The Design and Implementation of HNC Corpus

Lu Tan (Signal and Information Processing)

Directed by Quan Zhang


 ABSTRACT

 

    Corpus is an important resource on linguistic study and Natural Language Processing. With the rapid development of computer technology, the storage capability and the performance of processing language resources of the computer is becoming more and more powerful, and corpus played more important role in linguistic study, NLP and related fields. HNC theory is a new theory on NLP, and it needs the corresponding development on the corpus based on HNC. As a very active field, the corpus research developed rapidly and many achievements were gained.
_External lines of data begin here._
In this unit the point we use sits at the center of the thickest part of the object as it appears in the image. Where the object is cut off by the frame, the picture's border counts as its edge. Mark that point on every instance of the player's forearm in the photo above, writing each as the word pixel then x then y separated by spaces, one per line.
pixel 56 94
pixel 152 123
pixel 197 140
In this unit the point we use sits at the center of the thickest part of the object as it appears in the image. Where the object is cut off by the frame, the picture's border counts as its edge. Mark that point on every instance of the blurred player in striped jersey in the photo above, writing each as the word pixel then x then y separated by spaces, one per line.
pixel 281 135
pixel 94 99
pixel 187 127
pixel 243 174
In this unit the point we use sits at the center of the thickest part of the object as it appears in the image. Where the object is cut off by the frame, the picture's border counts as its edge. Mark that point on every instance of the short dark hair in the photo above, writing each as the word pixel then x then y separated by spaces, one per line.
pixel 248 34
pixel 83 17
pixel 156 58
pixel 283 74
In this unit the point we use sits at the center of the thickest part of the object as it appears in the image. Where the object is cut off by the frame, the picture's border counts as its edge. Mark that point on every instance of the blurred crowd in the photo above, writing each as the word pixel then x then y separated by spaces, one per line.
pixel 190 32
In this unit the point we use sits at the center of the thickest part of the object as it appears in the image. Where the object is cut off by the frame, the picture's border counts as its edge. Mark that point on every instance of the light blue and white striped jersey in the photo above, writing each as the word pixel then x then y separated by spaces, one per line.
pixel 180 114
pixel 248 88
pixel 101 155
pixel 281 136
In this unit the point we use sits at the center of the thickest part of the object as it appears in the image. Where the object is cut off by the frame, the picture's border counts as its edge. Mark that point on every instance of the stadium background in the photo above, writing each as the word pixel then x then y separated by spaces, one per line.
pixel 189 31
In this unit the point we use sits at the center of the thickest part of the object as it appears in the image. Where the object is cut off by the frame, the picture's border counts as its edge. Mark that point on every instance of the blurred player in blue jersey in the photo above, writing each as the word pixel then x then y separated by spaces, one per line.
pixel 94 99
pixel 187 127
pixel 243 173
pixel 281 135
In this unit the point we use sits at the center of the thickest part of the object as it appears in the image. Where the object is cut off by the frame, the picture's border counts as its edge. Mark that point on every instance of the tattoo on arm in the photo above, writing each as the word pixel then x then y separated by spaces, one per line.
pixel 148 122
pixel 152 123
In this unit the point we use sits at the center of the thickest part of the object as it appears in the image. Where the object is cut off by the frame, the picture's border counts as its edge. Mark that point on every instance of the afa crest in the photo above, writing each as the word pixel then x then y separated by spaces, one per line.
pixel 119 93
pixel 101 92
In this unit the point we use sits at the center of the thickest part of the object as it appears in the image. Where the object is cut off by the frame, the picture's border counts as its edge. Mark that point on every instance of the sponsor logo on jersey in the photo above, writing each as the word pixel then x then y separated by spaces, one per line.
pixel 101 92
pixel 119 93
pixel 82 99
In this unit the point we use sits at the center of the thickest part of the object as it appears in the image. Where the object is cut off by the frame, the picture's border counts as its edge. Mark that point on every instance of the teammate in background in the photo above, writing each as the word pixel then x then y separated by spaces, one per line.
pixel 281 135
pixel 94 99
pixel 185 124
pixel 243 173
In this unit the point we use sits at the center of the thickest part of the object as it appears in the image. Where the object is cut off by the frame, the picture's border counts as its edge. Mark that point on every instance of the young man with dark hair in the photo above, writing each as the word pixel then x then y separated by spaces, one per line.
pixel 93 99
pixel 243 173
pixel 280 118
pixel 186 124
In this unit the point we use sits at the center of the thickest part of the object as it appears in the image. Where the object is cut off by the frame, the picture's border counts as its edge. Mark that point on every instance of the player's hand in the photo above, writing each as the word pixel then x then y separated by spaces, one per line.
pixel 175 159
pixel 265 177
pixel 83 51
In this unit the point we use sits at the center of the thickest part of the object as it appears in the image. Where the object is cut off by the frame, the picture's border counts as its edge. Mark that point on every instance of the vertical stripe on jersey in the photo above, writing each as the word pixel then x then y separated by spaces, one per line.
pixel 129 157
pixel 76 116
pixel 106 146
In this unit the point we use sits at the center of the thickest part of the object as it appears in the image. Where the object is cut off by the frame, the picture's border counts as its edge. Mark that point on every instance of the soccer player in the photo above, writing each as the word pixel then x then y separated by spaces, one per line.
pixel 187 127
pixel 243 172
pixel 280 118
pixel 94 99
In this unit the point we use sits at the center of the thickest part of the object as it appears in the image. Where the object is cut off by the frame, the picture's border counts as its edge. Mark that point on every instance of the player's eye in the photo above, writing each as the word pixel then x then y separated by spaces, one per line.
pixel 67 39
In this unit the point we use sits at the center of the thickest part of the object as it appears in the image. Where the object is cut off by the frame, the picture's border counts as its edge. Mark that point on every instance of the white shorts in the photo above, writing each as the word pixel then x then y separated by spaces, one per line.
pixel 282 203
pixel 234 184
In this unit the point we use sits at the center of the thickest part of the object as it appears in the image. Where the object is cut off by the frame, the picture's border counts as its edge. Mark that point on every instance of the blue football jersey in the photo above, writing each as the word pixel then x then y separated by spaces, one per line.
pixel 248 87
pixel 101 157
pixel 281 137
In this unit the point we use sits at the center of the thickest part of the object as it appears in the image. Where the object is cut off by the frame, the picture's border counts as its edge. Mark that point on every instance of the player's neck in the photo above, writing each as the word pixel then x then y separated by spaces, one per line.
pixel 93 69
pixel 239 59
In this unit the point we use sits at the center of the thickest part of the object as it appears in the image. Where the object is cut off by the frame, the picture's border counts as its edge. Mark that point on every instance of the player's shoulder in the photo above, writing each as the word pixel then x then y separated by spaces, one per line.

However, these corpora can’t be used directly by HNC. The reason is obvious, that the corpora were developed on the basis of POS for syntax analysis.

    To sum up, it’s very necessary and urgent to build our own HNC corpus. The main contribution of this dissertation is as follow:

(1)   We have constructed a uniform framework with mature functions of HNC corpus, which includes HNC corpus and the corpus application platform.

(2)    We built HNC Chinese raw corpus and Chinese HNC-tagged corpus.

(3)    We have designed and implemented HNC corpus application software platform with the functions of corpus tagging, managing, searching and statistic. The application platform of HNC corpus includes two sub-systems, one is HNC tagging and managing sub-system, and the other is HNC searching and statistic sub-system.

(4)    We have designed and implemented HNC corpus tagging tool. The tool can not only make corpus tagging easier with convenient toolbar, but also support the functions of error checking and instant tagging help.

(5)    We have designed and implemented HNC Instant Assistant. As a corpus assistant tool, it has many advantages such as friendly interface, strong functions and good usability. The user has two methods of getting the required HNC information, one is to search information with keyboard input, and the other is fetching words from the screen.

(6)    We use many advanced computer technologies in the HNC corpus software development, namely, the interface programming, the instant tagging help and the regular expressions and so on.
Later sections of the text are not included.